Engineering the PCB Synthesis Pathway into Yeast
The HMX1 gene is already present in yeast. However, not enough of biliverdin is typically produced in yeast because HMX1 is only transcribed under iron starvation conditions. Hence, we decided to clone HMX1 from the genome and then overexpress it from a plasmid using the strong promoter from ADH1. This plasmid is diagramed below.

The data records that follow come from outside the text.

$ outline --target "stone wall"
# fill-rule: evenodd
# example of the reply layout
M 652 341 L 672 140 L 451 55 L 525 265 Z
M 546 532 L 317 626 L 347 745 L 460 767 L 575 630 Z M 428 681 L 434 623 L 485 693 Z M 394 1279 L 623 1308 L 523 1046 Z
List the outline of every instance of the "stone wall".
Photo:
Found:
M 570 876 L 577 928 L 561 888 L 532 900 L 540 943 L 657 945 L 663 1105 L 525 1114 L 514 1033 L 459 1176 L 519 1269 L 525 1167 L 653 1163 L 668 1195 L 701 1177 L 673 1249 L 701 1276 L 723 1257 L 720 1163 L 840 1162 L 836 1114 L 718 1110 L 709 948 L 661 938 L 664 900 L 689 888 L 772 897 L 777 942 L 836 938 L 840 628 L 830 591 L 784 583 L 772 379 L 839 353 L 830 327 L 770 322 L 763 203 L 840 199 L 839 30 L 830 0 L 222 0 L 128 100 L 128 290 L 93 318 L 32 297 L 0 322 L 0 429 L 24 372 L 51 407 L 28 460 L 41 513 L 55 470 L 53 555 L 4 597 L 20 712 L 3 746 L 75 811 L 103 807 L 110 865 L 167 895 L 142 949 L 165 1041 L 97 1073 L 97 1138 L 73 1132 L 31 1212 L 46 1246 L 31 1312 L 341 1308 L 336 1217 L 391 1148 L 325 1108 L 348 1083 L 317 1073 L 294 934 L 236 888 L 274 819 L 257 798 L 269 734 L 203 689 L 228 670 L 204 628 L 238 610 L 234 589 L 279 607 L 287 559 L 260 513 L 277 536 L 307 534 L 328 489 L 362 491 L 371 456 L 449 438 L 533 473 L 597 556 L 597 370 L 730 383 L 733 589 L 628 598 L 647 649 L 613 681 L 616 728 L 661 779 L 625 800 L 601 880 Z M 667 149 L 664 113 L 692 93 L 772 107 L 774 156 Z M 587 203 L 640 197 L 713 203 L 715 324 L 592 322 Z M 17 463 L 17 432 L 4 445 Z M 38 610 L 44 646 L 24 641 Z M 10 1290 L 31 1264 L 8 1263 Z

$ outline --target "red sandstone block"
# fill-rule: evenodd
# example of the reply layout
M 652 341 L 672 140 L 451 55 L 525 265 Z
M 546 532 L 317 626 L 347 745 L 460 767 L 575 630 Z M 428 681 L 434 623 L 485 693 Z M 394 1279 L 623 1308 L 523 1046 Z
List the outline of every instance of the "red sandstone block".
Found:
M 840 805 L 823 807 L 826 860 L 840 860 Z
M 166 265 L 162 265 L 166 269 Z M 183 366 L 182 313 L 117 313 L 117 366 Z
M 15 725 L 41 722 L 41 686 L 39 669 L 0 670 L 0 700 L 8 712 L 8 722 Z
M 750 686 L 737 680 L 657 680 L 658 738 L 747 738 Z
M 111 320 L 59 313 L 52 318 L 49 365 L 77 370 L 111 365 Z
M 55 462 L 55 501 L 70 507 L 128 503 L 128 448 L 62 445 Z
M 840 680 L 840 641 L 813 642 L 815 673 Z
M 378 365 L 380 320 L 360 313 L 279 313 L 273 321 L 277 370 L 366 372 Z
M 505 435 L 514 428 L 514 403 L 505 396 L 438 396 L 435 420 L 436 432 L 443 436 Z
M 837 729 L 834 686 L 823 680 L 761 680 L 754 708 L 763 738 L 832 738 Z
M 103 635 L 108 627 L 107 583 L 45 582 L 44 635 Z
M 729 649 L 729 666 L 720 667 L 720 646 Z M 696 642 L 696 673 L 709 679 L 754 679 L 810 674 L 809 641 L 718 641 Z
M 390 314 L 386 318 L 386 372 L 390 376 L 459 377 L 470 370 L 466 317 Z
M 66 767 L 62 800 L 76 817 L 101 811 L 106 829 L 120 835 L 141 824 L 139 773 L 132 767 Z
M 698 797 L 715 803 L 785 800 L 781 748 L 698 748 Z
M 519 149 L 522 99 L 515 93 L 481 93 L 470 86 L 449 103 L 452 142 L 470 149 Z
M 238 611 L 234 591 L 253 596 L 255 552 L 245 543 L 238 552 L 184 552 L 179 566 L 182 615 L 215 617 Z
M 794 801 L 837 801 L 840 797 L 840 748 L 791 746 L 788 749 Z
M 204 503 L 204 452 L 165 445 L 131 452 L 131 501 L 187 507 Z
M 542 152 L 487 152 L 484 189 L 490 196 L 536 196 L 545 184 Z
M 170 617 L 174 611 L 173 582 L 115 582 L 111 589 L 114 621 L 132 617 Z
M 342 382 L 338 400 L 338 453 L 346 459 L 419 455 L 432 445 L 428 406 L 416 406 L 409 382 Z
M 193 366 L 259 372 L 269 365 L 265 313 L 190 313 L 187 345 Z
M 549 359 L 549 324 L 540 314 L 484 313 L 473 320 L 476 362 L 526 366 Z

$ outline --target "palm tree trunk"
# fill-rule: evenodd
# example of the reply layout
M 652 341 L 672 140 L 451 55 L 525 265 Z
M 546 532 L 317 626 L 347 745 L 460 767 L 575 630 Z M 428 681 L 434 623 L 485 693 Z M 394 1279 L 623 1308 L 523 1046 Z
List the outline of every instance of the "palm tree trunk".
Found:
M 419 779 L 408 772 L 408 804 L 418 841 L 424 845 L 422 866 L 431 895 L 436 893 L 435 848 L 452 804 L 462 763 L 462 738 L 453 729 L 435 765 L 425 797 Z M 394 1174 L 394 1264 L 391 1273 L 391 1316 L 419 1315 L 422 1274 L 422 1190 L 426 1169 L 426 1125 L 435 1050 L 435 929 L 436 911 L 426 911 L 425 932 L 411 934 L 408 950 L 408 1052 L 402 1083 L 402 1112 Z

For the synthesis of PCB from biliverdin, we decided to clone the PcyA gene from the Synechocystis sp. cDNA library. After looking at the codon usage charts for baker's yeast, we decided to codon optimize this gene to more effectively produce this enzyme in yeast. The codon usage comparisons of PcyA before and after codon optimization (done by GeneART), is seen below.
We synthesized this optimized PcyA and cloned it into a vector, as shown below.
Our next step is to transform both plasmids into a suitable yeast strain and employ the functional assay. By comparison with a known concentration of purified PCB and commercially available biliverdin, we will be able to assess the effectiveness of these enzymes in yeast.